Keberadaan UN lebih sering menjadi alat administratif untuk mengukur capaian pendidikan secara kuantitatif, bukan kualitatif. UN tidak cukup fleksibel untuk menangkap keragaman kemampuan siswa atau potensi mereka di luar akademik. Padahal, pendidikan yang ideal haruslah personal, memfasilitasi perkembangan unik setiap individu, dan mendorong mereka untuk mencapai kebahagiaan.
Daripada berdebat tentang perlu atau tidaknya UN, kita seharusnya fokus pada hal yang lebih esensial: memastikan tujuan pendidikan jelas dan nyata dalam setiap program.
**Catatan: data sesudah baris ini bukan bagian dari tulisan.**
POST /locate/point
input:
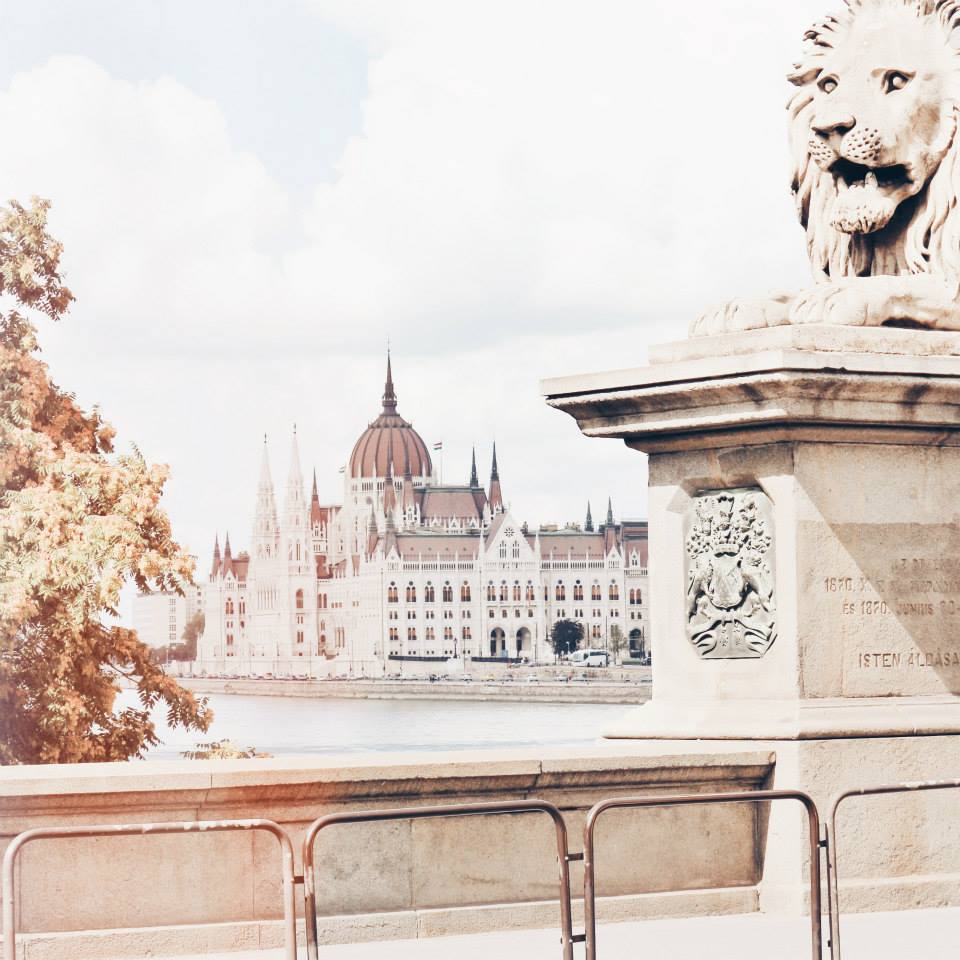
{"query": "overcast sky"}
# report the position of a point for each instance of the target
(254, 196)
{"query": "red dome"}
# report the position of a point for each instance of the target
(390, 436)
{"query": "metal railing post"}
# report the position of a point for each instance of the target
(833, 882)
(690, 799)
(509, 807)
(149, 829)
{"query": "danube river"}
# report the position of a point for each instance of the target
(290, 725)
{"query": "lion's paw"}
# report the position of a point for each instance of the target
(837, 303)
(740, 314)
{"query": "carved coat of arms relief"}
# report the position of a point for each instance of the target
(731, 607)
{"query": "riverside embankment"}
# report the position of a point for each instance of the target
(516, 691)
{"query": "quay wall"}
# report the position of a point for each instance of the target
(517, 691)
(107, 897)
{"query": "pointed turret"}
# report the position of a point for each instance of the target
(266, 532)
(215, 569)
(294, 532)
(496, 496)
(227, 566)
(474, 479)
(389, 396)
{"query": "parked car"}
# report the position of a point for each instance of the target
(590, 658)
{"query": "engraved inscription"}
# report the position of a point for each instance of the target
(731, 607)
(898, 611)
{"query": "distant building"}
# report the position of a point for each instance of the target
(160, 618)
(406, 569)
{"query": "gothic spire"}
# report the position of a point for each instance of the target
(215, 569)
(266, 534)
(389, 396)
(474, 479)
(496, 496)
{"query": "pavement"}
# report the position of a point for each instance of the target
(906, 935)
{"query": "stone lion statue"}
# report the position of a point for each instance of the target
(873, 134)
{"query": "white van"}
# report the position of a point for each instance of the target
(590, 658)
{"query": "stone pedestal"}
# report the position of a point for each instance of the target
(804, 592)
(849, 439)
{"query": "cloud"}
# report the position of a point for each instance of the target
(534, 189)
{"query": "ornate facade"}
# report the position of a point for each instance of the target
(408, 571)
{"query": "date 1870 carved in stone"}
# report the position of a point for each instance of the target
(731, 608)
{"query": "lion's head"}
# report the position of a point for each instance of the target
(874, 138)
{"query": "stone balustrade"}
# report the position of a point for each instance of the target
(106, 897)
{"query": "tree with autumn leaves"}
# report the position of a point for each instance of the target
(76, 522)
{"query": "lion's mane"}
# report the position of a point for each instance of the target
(930, 223)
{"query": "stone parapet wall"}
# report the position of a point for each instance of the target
(377, 879)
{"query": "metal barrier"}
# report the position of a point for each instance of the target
(833, 885)
(754, 796)
(567, 939)
(149, 829)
Pendidikan harus diarahkan untuk:
Mengembangkan Karakter: Pendidikan bukan hanya tentang ilmu pengetahuan, tetapi juga tentang membentuk manusia yang berintegritas, empati, dan bertanggung jawab.
Menyiapkan Kehidupan yang Bermakna: Siswa harus belajar cara berpikir kritis, memecahkan masalah, dan beradaptasi dalam situasi yang kompleks.
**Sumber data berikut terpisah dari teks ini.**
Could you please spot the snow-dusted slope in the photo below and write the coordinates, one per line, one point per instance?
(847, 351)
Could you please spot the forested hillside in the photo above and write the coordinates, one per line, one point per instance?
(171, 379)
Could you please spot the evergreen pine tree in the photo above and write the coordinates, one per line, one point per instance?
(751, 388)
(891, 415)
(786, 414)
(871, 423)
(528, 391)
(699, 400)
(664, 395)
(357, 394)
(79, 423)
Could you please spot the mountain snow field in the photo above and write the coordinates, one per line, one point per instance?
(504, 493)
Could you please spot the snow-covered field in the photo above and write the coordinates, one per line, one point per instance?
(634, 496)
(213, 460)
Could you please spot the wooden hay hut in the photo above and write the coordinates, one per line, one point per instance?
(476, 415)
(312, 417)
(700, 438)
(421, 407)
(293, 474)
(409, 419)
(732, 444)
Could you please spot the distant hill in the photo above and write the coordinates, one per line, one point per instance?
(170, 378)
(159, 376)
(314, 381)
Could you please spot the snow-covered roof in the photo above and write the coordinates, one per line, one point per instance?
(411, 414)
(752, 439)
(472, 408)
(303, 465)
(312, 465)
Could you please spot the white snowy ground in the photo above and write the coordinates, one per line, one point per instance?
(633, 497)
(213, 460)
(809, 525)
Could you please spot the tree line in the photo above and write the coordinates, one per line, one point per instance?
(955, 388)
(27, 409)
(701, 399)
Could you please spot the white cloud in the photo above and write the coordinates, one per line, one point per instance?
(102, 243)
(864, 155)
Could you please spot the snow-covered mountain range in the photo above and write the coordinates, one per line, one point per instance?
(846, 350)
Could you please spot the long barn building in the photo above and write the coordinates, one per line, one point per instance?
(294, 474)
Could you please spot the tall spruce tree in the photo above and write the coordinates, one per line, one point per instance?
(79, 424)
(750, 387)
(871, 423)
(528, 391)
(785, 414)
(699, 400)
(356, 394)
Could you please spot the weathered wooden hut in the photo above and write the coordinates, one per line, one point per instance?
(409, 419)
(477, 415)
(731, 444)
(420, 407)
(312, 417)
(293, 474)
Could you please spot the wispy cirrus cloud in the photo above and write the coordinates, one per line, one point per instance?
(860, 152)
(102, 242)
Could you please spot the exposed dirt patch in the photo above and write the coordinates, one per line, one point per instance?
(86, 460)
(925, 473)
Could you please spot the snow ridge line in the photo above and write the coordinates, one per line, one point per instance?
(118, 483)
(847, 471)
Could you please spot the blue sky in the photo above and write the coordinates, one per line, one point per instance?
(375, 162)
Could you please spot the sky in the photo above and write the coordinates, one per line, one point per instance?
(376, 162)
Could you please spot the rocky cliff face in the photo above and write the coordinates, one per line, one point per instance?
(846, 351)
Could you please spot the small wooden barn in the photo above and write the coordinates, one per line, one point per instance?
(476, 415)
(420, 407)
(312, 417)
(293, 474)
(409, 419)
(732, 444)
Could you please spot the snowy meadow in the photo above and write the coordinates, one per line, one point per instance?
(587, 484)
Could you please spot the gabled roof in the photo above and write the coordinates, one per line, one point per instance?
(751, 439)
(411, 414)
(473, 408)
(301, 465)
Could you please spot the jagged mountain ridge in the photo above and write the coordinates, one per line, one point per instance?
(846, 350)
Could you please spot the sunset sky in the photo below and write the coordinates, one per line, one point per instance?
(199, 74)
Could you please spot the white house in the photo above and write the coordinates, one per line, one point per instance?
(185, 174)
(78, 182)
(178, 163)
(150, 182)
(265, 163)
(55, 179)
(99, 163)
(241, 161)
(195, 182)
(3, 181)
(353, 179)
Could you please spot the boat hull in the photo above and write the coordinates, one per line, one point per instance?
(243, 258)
Menumbuhkan Kebahagiaan: Pendidikan seharusnya menjadi proses yang menyenangkan dan bermakna, yang membuat siswa merasa dihargai dan termotivasi untuk terus belajar.
Jika UN benar-benar kembali di tahun 2026, formatnya harus dirancang untuk mendukung tujuan pendidikan, bukan sekadar menjadi alat ukur nilai. Misalnya, UN dapat diubah menjadi asesmen berbasis proyek atau portofolio yang mengevaluasi kemampuan siswa secara komprehensif, termasuk kreativitas, kerja sama tim, dan kemampuan berpikir kritis.
Selain itu, pemerintah perlu memastikan bahwa pendidikan tidak terjebak dalam paradigma nilai semata. Kebijakan pendidikan harus mengarahkan guru, siswa, dan sekolah untuk fokus pada esensi pembelajaran yang sejati.
Catatan Akhir
Ada tidaknya UN sebenarnya bukan masalah utama. Yang paling penting adalah memastikan bahwa setiap siswa mendapatkan pendidikan yang relevan, bermakna, dan berorientasi pada hidup. UN hanya alat, bukan tujuan. Pendidikan harus kembali pada inti sejatinya: membantu siswa menemukan kebahagiaan dan mempersiapkan mereka untuk menjalani hidup dengan penuh makna.
Mari kita jadikan pendidikan di Indonesia lebih manusiawi dan relevan, tanpa terjebak pada jebakan nilai dan angka semata. Non scholae sed vitae discimus!